Smith serves on the Board of Directors of the Finnish-American Chamber of Commerce, the Danish American Chamber of Commerce and the Keep Macon-Bibb Beautiful Commission. A frequent lecturer, Smith is an advocate of increasing international investment and trade in Georgia. He promotes and encourages Georgia companies to export. Smith delivered a speech titled "Export Now" to members of the Birmingham Committee on Foreign Relations in which he discussed opportunities and issues of American companies engaged in global commerce.

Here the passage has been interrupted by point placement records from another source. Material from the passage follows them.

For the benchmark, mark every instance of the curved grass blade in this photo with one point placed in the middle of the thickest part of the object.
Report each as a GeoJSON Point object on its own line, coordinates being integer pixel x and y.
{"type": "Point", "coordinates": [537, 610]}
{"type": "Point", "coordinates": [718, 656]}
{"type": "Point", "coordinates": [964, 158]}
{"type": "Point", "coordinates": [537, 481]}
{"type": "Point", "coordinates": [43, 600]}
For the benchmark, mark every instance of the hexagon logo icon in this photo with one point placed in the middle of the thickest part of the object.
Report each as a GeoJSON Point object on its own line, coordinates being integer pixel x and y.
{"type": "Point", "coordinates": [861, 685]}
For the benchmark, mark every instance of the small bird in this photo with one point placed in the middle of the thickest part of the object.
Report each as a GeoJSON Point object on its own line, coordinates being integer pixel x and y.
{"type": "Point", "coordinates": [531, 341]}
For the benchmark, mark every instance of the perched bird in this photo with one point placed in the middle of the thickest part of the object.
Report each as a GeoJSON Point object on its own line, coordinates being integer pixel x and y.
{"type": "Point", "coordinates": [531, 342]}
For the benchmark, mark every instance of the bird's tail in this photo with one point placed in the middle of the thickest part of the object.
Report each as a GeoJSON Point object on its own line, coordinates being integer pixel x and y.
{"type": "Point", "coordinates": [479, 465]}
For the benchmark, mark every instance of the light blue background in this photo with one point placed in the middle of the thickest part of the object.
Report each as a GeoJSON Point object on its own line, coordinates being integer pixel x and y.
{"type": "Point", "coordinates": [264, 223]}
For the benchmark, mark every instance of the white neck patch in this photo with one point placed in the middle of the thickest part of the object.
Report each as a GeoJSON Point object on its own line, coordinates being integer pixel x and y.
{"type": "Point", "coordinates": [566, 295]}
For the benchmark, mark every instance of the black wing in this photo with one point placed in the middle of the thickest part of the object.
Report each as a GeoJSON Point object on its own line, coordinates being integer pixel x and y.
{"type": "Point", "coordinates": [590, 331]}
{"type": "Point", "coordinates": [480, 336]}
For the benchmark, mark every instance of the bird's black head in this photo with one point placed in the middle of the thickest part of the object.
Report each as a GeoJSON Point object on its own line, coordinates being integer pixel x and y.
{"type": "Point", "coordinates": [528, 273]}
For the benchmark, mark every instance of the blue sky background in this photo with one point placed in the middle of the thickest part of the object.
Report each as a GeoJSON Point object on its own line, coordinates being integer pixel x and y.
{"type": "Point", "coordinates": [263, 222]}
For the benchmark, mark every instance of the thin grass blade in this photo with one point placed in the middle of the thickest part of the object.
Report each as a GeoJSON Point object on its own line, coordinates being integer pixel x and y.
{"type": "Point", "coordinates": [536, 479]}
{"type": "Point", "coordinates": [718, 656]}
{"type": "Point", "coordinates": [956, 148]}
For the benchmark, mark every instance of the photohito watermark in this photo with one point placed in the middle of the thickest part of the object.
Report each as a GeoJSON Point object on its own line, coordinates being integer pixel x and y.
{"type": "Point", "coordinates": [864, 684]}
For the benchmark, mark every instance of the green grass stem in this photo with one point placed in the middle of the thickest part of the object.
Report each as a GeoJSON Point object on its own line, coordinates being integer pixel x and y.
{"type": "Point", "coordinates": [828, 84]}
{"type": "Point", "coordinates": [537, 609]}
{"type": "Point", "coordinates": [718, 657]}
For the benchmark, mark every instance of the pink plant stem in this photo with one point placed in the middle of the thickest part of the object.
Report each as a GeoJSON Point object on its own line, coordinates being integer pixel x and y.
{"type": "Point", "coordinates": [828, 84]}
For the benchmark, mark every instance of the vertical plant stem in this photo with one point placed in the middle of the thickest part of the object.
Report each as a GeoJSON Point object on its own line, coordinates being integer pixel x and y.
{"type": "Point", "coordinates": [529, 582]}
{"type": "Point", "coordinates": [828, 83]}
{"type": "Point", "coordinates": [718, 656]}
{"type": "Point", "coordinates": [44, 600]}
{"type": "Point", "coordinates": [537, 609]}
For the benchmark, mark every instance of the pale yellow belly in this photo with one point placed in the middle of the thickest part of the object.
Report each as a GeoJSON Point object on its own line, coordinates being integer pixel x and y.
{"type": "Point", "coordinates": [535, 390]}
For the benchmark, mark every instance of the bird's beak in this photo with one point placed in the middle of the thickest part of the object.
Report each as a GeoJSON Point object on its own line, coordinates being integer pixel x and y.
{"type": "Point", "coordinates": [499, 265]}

Smith promotes Danish cultural events in Georgia and recently welcomed popular Danish singer Tina Dico when she performed in Atlanta on February 2, 2011. Promoting international trade and culture, in April 2011, he appeared on Global Matters with Solange Warner, founder of the World Chamber of Commerce, speaking on how trade and foreign direct investment is increasing and creating jobs throughout the state of Georgia.